Taxis line up for riders at Dallas/Fort Worth Airport.
Taxis line up for riders at Dallas/Fort Worth Airport. Star-Telegram

Under City Council instructions, professionals at City Hall have worked for 17 months to streamline Fort Worth’s vehicle-for-hire ordinance, spurred by new ride-booking services like Uber and Lyft and aimed to ensure rider safety while allowing entrepreneurial ventures to thrive.

If Tuesday’s council discussion holds, they’re about to streamline that ordinance right out of existence.

“It really is a sign that we’re beginning to start to think about why we do things,” said Councilman W.B. “Zim” Zimmerman.

From Mayor Betsy Price: “The city doesn’t really need to regulate a lot of this.”

Most council members want, at most, a very slim ordinance governing taxicabs, limousines and the likes of Uber and Lyft, letting competition and the free market set any limits on their operations.

That’s all good. Nobody wants to, as Councilwoman Gyna Bivens put it, “penalize creativity.”

But nobody wants chaos, either.

It’s time to go back over that 17 months of staff work to see if any city requirements need to be salvaged.

The long process birthed the idea that the city need not be the front-line enforcer of its requirements. City Hall could set the standards and let the transportation companies certify that each driver and vehicle meets them.

A plan for driver background checks conducted by the city faded in favor of company-conducted checks. But there were minimum standards — no driver with a previous conviction for sexual assault, for example, no felonies in the last seven years and no misdemeanors within three years.

Vehicle safety inspections were dropped in favor of accepting state inspections. But city staffers suggested requiring that all windows and doors be in working condition and all seats be equipped with safety belts.

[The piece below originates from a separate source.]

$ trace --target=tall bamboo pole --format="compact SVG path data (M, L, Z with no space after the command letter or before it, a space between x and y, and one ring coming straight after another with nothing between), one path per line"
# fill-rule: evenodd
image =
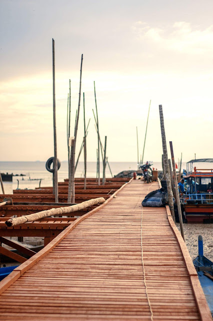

The staff also suggested no vehicles with salvage titles due to flooding — they sometimes have unpredictable electrical problems.

Minimum insurance requirements were part of the staff discussions.

Uber and Lyft were to have market-driven fares, but there would still be government-set fare rates for taxicabs. Cabs are “hailable,” while Uber and Lyft only accept customers who have signed up through their mobile device apps.

Regulated rates for hailable vehicles avoid curbside haggling over prices and drivers bidding for riders.